I enrolled in this course hoping to learn practical ways of using learning circles in a high school setting. Now that the semester is over, I realize that I’m walking away with a lot more information to draw from than I expected! From what I learned this semester, I believe there are many different approaches to learning circles that would be great to use with high school students. Learning circles enable students to discuss controversial topics without being interrupted and misunderstood. They also arenas in which social justice can be discussed and changes can be made. However, I feel that the two most meaningful ways of using learning circles with high school students focus on the students’ moral and emotional health and development. Oftentimes in public high schools, these aspects of humanity are overlooked. It is considered the job of the family, community, religion, or other social network to encourage students morally and emotionally. However, these types of conversations can and should take place in school. In my opinion, it would help foster community and create strong relationships that could positively influence educational attainment.
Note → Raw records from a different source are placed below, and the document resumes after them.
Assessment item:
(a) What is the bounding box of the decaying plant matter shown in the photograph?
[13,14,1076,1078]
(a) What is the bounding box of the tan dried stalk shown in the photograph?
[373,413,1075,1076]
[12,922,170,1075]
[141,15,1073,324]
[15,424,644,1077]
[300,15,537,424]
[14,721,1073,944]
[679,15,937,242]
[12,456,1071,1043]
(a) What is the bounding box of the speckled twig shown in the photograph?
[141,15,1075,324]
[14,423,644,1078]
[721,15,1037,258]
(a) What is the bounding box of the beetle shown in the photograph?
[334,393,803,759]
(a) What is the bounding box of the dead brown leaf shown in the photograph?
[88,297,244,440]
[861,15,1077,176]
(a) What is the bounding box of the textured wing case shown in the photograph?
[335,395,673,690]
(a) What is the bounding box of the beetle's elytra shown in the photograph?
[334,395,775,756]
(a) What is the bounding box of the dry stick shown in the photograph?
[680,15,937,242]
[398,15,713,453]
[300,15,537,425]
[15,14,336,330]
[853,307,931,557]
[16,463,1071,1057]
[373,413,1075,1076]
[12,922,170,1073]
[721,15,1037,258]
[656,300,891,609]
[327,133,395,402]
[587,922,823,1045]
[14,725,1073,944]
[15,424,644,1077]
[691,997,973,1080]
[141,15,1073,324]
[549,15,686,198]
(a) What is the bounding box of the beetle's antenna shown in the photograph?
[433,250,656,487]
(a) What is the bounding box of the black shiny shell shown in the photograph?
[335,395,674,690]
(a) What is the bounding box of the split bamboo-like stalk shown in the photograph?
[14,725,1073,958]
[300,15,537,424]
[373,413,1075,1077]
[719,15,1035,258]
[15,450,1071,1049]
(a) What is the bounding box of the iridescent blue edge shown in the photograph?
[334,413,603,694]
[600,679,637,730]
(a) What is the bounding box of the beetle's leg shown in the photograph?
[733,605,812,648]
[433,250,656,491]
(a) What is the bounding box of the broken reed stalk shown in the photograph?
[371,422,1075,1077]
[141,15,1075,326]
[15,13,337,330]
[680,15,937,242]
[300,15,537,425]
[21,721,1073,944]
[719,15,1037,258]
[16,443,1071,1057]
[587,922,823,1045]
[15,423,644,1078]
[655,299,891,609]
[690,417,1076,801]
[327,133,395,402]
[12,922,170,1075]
The first approach to learning circles for high school students is philosophy-based. This would encourage moral development. In class, we tried out a Philosophy for Kids exercise using a Frog and Toad story. I really enjoyed this activity. Children and young people are rarely asked to give their insights and perspectives on deep, philosophical issues. Too often, public education seeks to fill students up with information instead of enabling them to think critically and discover truth on their own. High school students certainly have the cognitive ability to think deeply about philosophical topics. In fact, high school is a place where students really should tackle these tough questions. Before long, they will enter college or the workforce. They will soon start their own families. In order to be fully mature adults, they need to have a clear understanding of their belief systems and what they stand for. Learning circles can be used to encourage students to develop their opinions on love, honesty, community, peace, and other important topics. While religion may enter these conversations, it is not required to. Morality certainly exists outside of religion. In addition, many religions share similar belief structures. The goal is to develop a value-neutral area in which students can talk about what they believe and why.
Another approach to learning circles for high school students is based on personal reflection. This nurtures students’ emotional health and development. By doing learning circles, I realized that my first, natural response to a question is not usually the one that is the most true. When I sit and listen to other people speak during the learning circle, I have more time to reflect on my answer than I would have in a normal conversation. This period of time, although short, is longer than most people given themselves to respond. It enables participants to really think about what they want to say. In return, learning circle participants understand more about themselves and everyone learns a little bit more about one another.
I believe the learning circle atmosphere encourages participants to show their true selves, instead of the false front that they would like to portray. This type of experience is especially important for high school students. From what I experienced in high school, it was rare when every member of a group was paid equal attention, listened to in the same manner, and given the same amount of respect. In order to be important, students had to behave in certain ways. I think that learning circles remove some of this social pressure, even if only for an hour or so.